Итак, небольшой, но сыгранный оркестр и специально написанная для каждой картины музыка (а это делается здесь именно так) дают полную гарантию для правильного демонстрирования фильмы перед спектаторией (а не аудиторией) зрительного зала в кинотеатре. Правда, немцы в музыкальной иллюстрации фильмы даже перебарщивают, так как они пользуются так называемыми «звуковыми эффектами», до взвизгивания звонков и битья посуды включительно. Хотя это и нравится известной части зрителей, но нам кажется, что, с чисто художественной точки зрения, прибегать к этому не следует. Кино не реальность, поэтому его реализация не нужна…

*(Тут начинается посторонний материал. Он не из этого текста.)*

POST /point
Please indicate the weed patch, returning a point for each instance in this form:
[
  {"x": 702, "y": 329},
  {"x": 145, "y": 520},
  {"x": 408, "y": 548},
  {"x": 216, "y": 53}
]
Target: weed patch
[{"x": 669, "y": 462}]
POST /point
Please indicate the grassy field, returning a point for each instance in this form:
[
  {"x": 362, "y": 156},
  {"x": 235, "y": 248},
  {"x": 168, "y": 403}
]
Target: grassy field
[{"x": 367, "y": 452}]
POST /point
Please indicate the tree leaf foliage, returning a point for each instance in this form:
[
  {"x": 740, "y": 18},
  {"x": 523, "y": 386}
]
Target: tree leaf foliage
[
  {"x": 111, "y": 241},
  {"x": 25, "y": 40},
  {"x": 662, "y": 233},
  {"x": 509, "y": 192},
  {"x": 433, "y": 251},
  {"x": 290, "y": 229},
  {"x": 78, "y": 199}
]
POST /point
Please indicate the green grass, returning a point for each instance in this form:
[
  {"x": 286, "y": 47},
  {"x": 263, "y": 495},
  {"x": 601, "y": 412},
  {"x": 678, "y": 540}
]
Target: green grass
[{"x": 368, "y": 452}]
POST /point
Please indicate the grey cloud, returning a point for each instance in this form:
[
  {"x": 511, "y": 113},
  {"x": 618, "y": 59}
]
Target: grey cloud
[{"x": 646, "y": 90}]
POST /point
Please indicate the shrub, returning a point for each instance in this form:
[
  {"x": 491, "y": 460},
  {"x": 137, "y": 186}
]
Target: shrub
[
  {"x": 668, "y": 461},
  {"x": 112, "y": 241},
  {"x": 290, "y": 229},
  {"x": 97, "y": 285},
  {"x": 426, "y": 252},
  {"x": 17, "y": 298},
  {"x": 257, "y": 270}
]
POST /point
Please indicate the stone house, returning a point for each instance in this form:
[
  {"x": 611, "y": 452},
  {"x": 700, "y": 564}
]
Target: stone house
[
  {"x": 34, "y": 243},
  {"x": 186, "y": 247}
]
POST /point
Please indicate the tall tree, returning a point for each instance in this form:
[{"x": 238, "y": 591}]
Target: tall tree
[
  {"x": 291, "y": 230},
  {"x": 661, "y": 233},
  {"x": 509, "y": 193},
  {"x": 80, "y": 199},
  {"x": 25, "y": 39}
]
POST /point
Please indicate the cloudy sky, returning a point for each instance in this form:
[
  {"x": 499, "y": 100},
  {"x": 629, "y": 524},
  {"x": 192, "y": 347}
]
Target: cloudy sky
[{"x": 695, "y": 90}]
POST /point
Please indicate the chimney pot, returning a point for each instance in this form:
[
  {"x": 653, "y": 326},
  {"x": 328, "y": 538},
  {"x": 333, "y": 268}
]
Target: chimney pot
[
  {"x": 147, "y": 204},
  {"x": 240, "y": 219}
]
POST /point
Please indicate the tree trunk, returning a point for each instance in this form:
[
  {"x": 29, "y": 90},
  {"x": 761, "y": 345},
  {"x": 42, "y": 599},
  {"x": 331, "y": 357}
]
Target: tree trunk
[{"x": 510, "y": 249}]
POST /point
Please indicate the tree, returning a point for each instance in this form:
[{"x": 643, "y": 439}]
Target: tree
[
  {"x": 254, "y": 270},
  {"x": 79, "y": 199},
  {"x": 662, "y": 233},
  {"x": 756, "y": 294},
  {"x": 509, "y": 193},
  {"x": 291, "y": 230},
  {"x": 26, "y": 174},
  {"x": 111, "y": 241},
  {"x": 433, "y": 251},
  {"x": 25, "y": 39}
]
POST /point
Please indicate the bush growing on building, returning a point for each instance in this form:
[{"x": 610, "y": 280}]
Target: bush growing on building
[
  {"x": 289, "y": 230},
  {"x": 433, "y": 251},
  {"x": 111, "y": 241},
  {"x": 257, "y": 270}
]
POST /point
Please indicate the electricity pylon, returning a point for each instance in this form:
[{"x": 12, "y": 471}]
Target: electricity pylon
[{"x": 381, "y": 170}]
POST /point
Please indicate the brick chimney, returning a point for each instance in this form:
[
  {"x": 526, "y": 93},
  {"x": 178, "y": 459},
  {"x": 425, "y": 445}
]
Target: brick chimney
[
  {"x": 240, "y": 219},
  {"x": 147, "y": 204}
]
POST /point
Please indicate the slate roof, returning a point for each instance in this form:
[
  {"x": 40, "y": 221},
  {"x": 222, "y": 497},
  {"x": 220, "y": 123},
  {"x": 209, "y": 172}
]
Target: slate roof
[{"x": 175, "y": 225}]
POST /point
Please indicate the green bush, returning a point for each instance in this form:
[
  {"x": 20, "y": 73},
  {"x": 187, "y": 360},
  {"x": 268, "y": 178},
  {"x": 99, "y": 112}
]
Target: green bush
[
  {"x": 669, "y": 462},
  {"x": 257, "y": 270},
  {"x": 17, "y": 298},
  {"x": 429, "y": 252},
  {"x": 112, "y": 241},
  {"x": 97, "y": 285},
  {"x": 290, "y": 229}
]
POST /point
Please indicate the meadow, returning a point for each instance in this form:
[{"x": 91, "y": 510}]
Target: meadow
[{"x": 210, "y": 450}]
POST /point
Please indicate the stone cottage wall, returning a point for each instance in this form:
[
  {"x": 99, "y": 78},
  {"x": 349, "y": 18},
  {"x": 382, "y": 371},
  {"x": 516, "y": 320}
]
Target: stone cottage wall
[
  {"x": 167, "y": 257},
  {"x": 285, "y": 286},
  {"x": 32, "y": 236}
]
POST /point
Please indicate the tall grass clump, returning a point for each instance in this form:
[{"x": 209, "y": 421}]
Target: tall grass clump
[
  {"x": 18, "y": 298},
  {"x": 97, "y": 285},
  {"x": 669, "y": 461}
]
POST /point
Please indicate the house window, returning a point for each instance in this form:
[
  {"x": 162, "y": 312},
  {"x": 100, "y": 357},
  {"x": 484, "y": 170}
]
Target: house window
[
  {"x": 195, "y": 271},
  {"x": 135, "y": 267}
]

Наши кино-музыканты могут подумать, что такой малочисленный состав оркестра допустим лишь в небольшом кино. На это я привожу справку — описываемый здесь кино имел около 1000 мест. Курьезная деталь — все музыканты одеты… в кофейную униформу… Видимо для «стиля»…
Итак, публика без всяких нудных процедур у кассы, в раздевалке и в фойе прямо попадает в зрительный зал и ждет начала сеанса. Изящная «гретхен» предлагает конфетки и шоколад.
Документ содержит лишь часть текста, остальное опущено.